Festfreude siegt über Schicksalsschlag

Angela Graichen ist seit sechs Jahren gelähmt. Die Freude am Lichteln und Zusammensein mit der Familie lässt sie sich aber nicht nehmen. Ein Wunsch ist, mit einem speziellen Auto mobil zu sein.

Claußnitz.

Schon seit Wochen wird bei Angela Graichen gelichtelt und vor allem geräuchert, was das Zeug hält. "Wir lieben den Geruch und haben verschiedene Düfte, die uns Räuchermänner aber auch Räucherstäbchen in die Wohnung bringen. Im Advent riecht es bei uns immer besonders gut", sagt die 53-Jährige. Es ist das sechste Weihnachten, das sie im Rollstuhl nach einem Rückenmarksinfarkt, von den Schultern abwärts gelähmt, verbringt. "Trotzdem, die Freude an Weihnachten lasse ich mir nicht nehmen", sagt sie. Besonders freue sie sich, dass dann die ganze Familie beisammen ist in Claußnitz.

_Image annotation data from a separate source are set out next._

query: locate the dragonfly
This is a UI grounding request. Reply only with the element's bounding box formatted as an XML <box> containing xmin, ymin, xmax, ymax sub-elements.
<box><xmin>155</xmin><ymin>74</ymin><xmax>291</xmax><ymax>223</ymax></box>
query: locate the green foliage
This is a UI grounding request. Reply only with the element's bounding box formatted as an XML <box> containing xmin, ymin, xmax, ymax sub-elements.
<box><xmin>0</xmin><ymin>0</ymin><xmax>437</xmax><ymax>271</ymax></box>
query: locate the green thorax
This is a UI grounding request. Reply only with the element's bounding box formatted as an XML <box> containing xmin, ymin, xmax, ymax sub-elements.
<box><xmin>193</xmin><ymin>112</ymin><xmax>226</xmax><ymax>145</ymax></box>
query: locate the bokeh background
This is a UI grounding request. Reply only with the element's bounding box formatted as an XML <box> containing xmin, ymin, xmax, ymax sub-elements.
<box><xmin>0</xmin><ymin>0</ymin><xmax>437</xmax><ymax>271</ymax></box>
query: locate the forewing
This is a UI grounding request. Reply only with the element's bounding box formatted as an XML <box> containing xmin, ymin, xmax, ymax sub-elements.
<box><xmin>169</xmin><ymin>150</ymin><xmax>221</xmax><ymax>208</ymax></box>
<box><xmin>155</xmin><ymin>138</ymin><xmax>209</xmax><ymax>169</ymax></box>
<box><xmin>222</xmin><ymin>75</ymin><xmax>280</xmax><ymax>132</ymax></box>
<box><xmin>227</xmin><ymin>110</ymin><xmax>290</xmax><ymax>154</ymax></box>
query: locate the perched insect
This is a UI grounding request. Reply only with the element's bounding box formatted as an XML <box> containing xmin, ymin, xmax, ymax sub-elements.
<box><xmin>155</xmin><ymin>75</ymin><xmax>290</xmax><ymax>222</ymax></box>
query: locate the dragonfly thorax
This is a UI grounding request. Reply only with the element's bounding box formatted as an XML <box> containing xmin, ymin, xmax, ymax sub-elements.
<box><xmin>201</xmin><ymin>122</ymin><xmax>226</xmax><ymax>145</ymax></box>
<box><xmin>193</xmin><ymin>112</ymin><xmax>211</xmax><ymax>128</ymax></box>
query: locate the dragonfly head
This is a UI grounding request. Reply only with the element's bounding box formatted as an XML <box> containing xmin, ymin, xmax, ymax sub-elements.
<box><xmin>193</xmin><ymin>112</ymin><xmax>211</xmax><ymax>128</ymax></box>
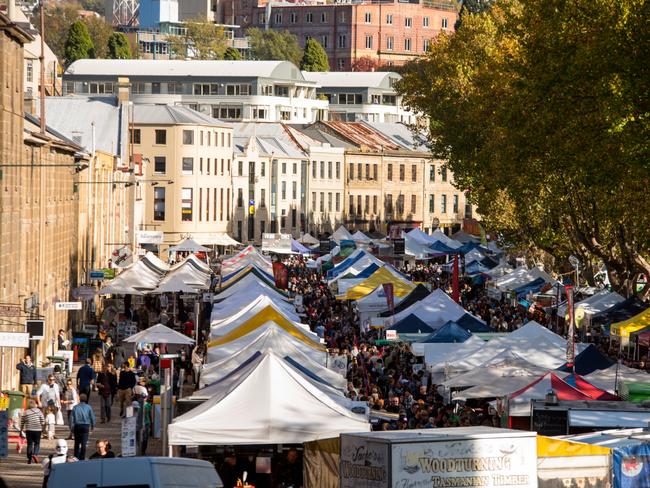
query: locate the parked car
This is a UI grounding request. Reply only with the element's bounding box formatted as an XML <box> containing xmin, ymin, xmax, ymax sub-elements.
<box><xmin>47</xmin><ymin>457</ymin><xmax>223</xmax><ymax>488</ymax></box>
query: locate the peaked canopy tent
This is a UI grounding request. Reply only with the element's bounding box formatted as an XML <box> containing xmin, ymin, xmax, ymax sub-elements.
<box><xmin>379</xmin><ymin>284</ymin><xmax>431</xmax><ymax>317</ymax></box>
<box><xmin>336</xmin><ymin>267</ymin><xmax>415</xmax><ymax>300</ymax></box>
<box><xmin>169</xmin><ymin>237</ymin><xmax>210</xmax><ymax>253</ymax></box>
<box><xmin>169</xmin><ymin>354</ymin><xmax>370</xmax><ymax>445</ymax></box>
<box><xmin>124</xmin><ymin>324</ymin><xmax>194</xmax><ymax>345</ymax></box>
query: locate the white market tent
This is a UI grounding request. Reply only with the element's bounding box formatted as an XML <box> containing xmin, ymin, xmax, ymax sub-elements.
<box><xmin>169</xmin><ymin>353</ymin><xmax>370</xmax><ymax>445</ymax></box>
<box><xmin>382</xmin><ymin>288</ymin><xmax>483</xmax><ymax>329</ymax></box>
<box><xmin>124</xmin><ymin>324</ymin><xmax>194</xmax><ymax>345</ymax></box>
<box><xmin>207</xmin><ymin>320</ymin><xmax>327</xmax><ymax>365</ymax></box>
<box><xmin>199</xmin><ymin>327</ymin><xmax>347</xmax><ymax>394</ymax></box>
<box><xmin>169</xmin><ymin>237</ymin><xmax>210</xmax><ymax>253</ymax></box>
<box><xmin>496</xmin><ymin>266</ymin><xmax>555</xmax><ymax>291</ymax></box>
<box><xmin>330</xmin><ymin>226</ymin><xmax>354</xmax><ymax>244</ymax></box>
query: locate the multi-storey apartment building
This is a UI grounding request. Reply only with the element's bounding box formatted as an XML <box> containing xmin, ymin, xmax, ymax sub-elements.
<box><xmin>223</xmin><ymin>0</ymin><xmax>458</xmax><ymax>71</ymax></box>
<box><xmin>63</xmin><ymin>59</ymin><xmax>328</xmax><ymax>124</ymax></box>
<box><xmin>131</xmin><ymin>104</ymin><xmax>234</xmax><ymax>250</ymax></box>
<box><xmin>302</xmin><ymin>71</ymin><xmax>415</xmax><ymax>124</ymax></box>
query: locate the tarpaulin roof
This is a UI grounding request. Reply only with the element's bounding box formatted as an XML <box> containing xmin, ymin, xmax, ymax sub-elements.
<box><xmin>386</xmin><ymin>315</ymin><xmax>433</xmax><ymax>334</ymax></box>
<box><xmin>169</xmin><ymin>354</ymin><xmax>370</xmax><ymax>445</ymax></box>
<box><xmin>379</xmin><ymin>284</ymin><xmax>431</xmax><ymax>317</ymax></box>
<box><xmin>420</xmin><ymin>320</ymin><xmax>472</xmax><ymax>344</ymax></box>
<box><xmin>557</xmin><ymin>344</ymin><xmax>614</xmax><ymax>375</ymax></box>
<box><xmin>591</xmin><ymin>296</ymin><xmax>649</xmax><ymax>325</ymax></box>
<box><xmin>336</xmin><ymin>268</ymin><xmax>415</xmax><ymax>300</ymax></box>
<box><xmin>564</xmin><ymin>373</ymin><xmax>621</xmax><ymax>401</ymax></box>
<box><xmin>124</xmin><ymin>324</ymin><xmax>194</xmax><ymax>344</ymax></box>
<box><xmin>609</xmin><ymin>308</ymin><xmax>650</xmax><ymax>337</ymax></box>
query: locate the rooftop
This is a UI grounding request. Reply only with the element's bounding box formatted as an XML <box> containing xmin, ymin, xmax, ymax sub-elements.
<box><xmin>65</xmin><ymin>59</ymin><xmax>305</xmax><ymax>81</ymax></box>
<box><xmin>133</xmin><ymin>104</ymin><xmax>232</xmax><ymax>128</ymax></box>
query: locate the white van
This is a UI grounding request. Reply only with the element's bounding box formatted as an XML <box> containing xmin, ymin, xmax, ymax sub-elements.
<box><xmin>47</xmin><ymin>457</ymin><xmax>223</xmax><ymax>488</ymax></box>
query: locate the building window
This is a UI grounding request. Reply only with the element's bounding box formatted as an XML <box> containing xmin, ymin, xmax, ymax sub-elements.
<box><xmin>156</xmin><ymin>129</ymin><xmax>167</xmax><ymax>146</ymax></box>
<box><xmin>153</xmin><ymin>186</ymin><xmax>165</xmax><ymax>220</ymax></box>
<box><xmin>183</xmin><ymin>158</ymin><xmax>194</xmax><ymax>175</ymax></box>
<box><xmin>153</xmin><ymin>156</ymin><xmax>167</xmax><ymax>173</ymax></box>
<box><xmin>181</xmin><ymin>188</ymin><xmax>193</xmax><ymax>222</ymax></box>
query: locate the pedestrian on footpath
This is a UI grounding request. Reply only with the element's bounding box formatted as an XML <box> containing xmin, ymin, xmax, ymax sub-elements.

Dabei ist der Dezember, mithin die Advents- und Weihnachtszeit, nicht einfach für die Familie. Zuerst überschattete die schwere Krankheit von Angela Graichens Mann das Fest, erst recht, als er am 21. Dezember 2011 starb. Drei Jahre später, am 13. Dezember, hatte Angela Graichen - damals 48 Jahre alt - den Infarkt, der zu ihrer Lähmung führte. Am 22. Dezember 2017 erlitt die Großmutter einen Herzinfarkt, im vergangenen Jahr, am 17. Dezember, starb sie.

"Natürlich denken wir zum Fest an die Lieben, die von uns gegangen sind. Aber das sind immer wieder nur Momente. Das Schöne am Zusammensein überwiegt", sagt Angela Graichens Mutter. Die 73-Jährige steht wie die meisten Frauen an den Feiertagen in der Küche, verwöhnt ihre Lieben und lässt den leckeren Geruch von Gänse- und Putenbraten durchs Haus ziehen. "Es hieß mal, Weihnachten ist ein Fest für die Kinder, die Großen haben zu tun. Da ist was dran. Aber es macht uns Älteren natürlich auch Spaß", sagt sie.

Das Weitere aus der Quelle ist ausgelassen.